What matters is that the AIIB keeps its lending programs focused on its mission. Some transportation and logistics investments in non-Asian countries can still fit. However, trying to replicate its 2016 loan to an Indonesian slum upgrading program in Peru, for example, would be a diversion.

The AIIB needs also to communicate clearly how it fits with Chinese President Xi Jinping's Belt and Road Initiative. As a Chinese-led multilateral, the AIIB is quite separate from that framework, yet it is also well-placed to make a unique contribution.

Investments to improve Asian infrastructure long pre-date the Belt and Road plan. While China has articulated an especially ambitious vision of connectivity -- leading, understandably, to and from China -- it is far from alone. India is keen to develop Chahabar Port in Iran and is pursuing an "Act East" policy to build links with members of the Association of Southeast Asian Nations. Russia seeks stronger links with Azerbaijan, Iran and India through the North-South Transport Corridor.

Infrastructure for all

As a multilateral institution, the AIIB should finance attractive infrastructure projects in Asia, regardless of whose vision they best fit. Mostly, this need not be controversial. There are many opportunities to put in place complementary connectivity.

In some places, though, there will be conflicting choices. How will the bank choose between projects to strengthen transport links that are part of the Belt and Road and alternative projects that bolster competing routes? Decisions here will be a test of how the AIIB navigates between the Chinese-led and multilateral aspects of its identity. Constructively, the AIIB provides a vehicle for identifying and resolving complementarities and conflicts in project priorities from wherever they flow. It should, though, take care not to follow China's vision alone.

The bank can also play a distinctive role within the Belt and Road Initiative. To date, the overwhelming majority of Belt and Road funding has come from Chinese policy banks and other state-owned lenders. While AIIB lending will no doubt grow rapidly, it will remain far below the levels of the Chinese banks. The AIIB is well placed, however, to help address two issues facing the initiative -- attracting non-Chinese financing and meeting concerns about procurement and governance practices with individual projects.

China will be hard-placed to finance the Belt and Road Initiative alone. Yet, commercial institutions are struggling to find projects that they can finance, both from a risk/return perspective and in terms of compliance and governance.
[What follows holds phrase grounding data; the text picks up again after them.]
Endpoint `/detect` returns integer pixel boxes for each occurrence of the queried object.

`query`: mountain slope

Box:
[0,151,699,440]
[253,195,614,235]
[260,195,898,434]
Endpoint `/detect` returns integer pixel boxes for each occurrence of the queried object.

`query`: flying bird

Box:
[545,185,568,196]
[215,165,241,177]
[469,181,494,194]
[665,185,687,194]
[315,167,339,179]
In some situations, there may be little option but for China to provide policy finance, linked to geopolitical considerations and with associated contracts for Chinese companies, such as in Pakistan.

However, elsewhere this approach can bring problems. The European Union is reviewing China's agreement to build a Belgrade-Budapest high-speed rail line. In contravention of EU procurement guidelines, no public tenders were issued. At the recent Belt and Road Forum in Beijing, European countries refused to sign the final communique, objecting to the lack of commitments to social and environmental sustainability, transparency and competitive tendering.

While a blanket set of principles applied across the many Belt and Road countries may not be appropriate, good governance practices will be needed to bring in significant commercial and multilateral financing. The experience that the AIIB is building in co-financing and project structuring can help as a bridge to the involvement of non-Chinese financial institutions. Its efforts to invest pragmatically across the region, while operating to global standards, can provide both a benchmark and a seal of credibility for Belt and Road projects to which it lends.

In its short existence, the AIIB has established capability and credibility as a Chinese-led multilateral institution that is committed to addressing broad-based infrastructure needs in Asia. In the next couple of years, it needs to build on this progress, at the same time starting to deploy its unique strengths to support initiatives such as Belt and Road in often challenging geographies.

Andrew Cainey is a fellow with the Hong Kong Institution for International Finance and a partner with Asiability, an advisory company supporting collaboration between Chinese and Western businesses.